La troisième question : la Commission a-t-elle commis une erreur en ne prenant pas en compte l’effet du profil du demandeur sur la perception de celui-ci par les agents de la persécution?

[9]        Le demandeur soutient que la Commission a commis une erreur en ne prenant pas en considération si le demandeur serait perçu comme un activiste pacifiste et un rastafarian par des groupes rebelles, sans égard au fait qu’il en soit un ou non. À mon avis, la Commission a réellement évalué si le demandeur était perçu comme associé aux activistes pacifistes et aux rastafarians :

 

[traduction]

… le demandeur a vécu quatre ans à Cibitoke, de 2001 à 2005, sans être victime d’aucun incident de harcèlement ou d’intimidation… L’absence de tout incident menaçant de quelque nature que ce soit indique qu’au cours des quatre années d’absence de Raoul, le demandeur n’était pas « recherché » par les sans-échec.

 

(Dossier certifié du tribunal, page 19)

 

[10]      Si le demandeur avait été perçu comme associé aux activistes pacifistes et aux rastafarians, il aurait vraisemblablement été en mesure de fournir des éléments de preuve attestant qu’il avait été menacé ou ciblé d’une autre manière.

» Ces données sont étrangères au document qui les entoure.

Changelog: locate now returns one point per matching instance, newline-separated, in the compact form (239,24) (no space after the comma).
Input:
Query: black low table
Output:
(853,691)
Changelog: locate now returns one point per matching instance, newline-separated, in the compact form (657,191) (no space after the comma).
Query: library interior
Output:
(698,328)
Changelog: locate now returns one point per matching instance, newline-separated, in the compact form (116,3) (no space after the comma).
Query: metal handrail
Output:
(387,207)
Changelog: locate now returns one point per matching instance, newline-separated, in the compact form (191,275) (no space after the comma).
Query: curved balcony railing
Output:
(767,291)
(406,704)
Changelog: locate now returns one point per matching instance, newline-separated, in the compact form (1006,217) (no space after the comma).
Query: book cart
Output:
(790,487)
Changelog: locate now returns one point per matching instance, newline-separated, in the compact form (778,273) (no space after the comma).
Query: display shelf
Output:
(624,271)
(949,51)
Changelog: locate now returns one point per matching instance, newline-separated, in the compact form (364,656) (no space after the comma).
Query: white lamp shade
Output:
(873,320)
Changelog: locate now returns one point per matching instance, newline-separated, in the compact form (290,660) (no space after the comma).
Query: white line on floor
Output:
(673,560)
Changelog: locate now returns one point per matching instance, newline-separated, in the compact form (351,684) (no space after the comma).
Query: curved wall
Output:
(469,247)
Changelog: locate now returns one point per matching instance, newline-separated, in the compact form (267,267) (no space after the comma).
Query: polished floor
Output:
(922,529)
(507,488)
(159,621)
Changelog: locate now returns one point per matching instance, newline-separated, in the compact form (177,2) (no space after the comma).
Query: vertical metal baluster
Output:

L’absence de tout élément de preuve de cette nature appuie l’idée selon laquelle le demandeur n’est pas perçu comme une personne d’intérêt. La seule existence d’une preuve documentaire portant que certaines personnes sont perçues comme des menaces pour les groupes rebelles et que des milliers de personnes sont en détention pour leurs croyances, telles qu’on les perçoit, ne signifie pas, à défaut d’autres éléments, qu’une personne donnée sera ainsi perçue. S’agissant de ces faits, la preuve établissant que le demandeur avait été laissé tranquille pendant une période de quatre ans justifie de conclure qu’il ne serait pas perçu comme associé aux activistes pacifistes et aux rastafarians. La Commission n’a pas commis d’erreur.

 

La quatrième question : la Commission a-t-elle commis une erreur en ne rejetant pas expressément le témoignage du frère du demandeur, témoin à l’audience?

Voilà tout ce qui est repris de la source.